L’entretien correspond en quelque sorte à une phase de conciliation dont l’échec mène tout droit au licenciement du salarié.
Cette conception de la procédure de licenciement amène à s’interroger sur les éventuelles conséquences d’une diffusion, par un employeur, d’informations concernant un licenciement dont la procédure n’est pas achevée.
La position des juges :
L’histoire :
Une salariée avait été convoquée à un entretien préalable à son licenciement le 2 septembre. Le 8 septembre elle recevait la notification de son licenciement.
L’intéressée avait saisi le Conseil des Prud’hommes.
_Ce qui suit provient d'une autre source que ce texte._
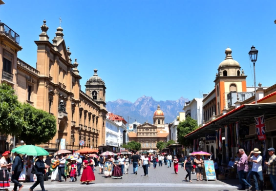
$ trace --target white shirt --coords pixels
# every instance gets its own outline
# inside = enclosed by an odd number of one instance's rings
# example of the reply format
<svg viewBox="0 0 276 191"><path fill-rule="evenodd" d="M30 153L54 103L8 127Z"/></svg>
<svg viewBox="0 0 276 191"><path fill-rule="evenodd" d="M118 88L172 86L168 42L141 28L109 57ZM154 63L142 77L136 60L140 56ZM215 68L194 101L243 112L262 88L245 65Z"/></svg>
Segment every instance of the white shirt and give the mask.
<svg viewBox="0 0 276 191"><path fill-rule="evenodd" d="M7 162L7 161L6 160L6 159L4 157L2 157L2 158L1 158L1 159L0 159L0 164L3 164L3 165L8 164L8 163ZM8 170L8 168L7 168L7 167L1 167L1 166L0 166L0 170Z"/></svg>
<svg viewBox="0 0 276 191"><path fill-rule="evenodd" d="M257 162L257 163L255 163L254 162L252 162L252 163L253 163L252 165L252 171L255 172L262 171L263 170L262 169L262 161L263 160L263 158L261 155L259 154L257 157L253 155L250 157L250 159L256 160Z"/></svg>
Elle reprochait à son ex-employeur le fait que dès le 3 septembre, lendemain de sa convocation, le directeur des ressources humaines avait averti la clientèle de l’entreprise de la décision de licencier la salariée. En effet, l’employeur avait fait une note indiquant « le départ de Mme X. de l’unité des grands comptes Rhône Alpes ».
L’ex-salariée estimait qu’en agissant de la sorte, l’employeur partait du principe que son licenciement était acquis. Or, toujours selon la salariée, un licenciement est irrégulier lorsqu’il est acquis avant l’entretien préalable.
Ce qu’en disent les juges :
Les juges ont constaté que l’information du départ de la salariée avait, en réalité, pour but de répondre aux entreprises clientes qui se plaignaient du comportement de ladite salariée.
Les juges ont estimé que cet état de fait était sans incidence sur le bien fondé de la rupture.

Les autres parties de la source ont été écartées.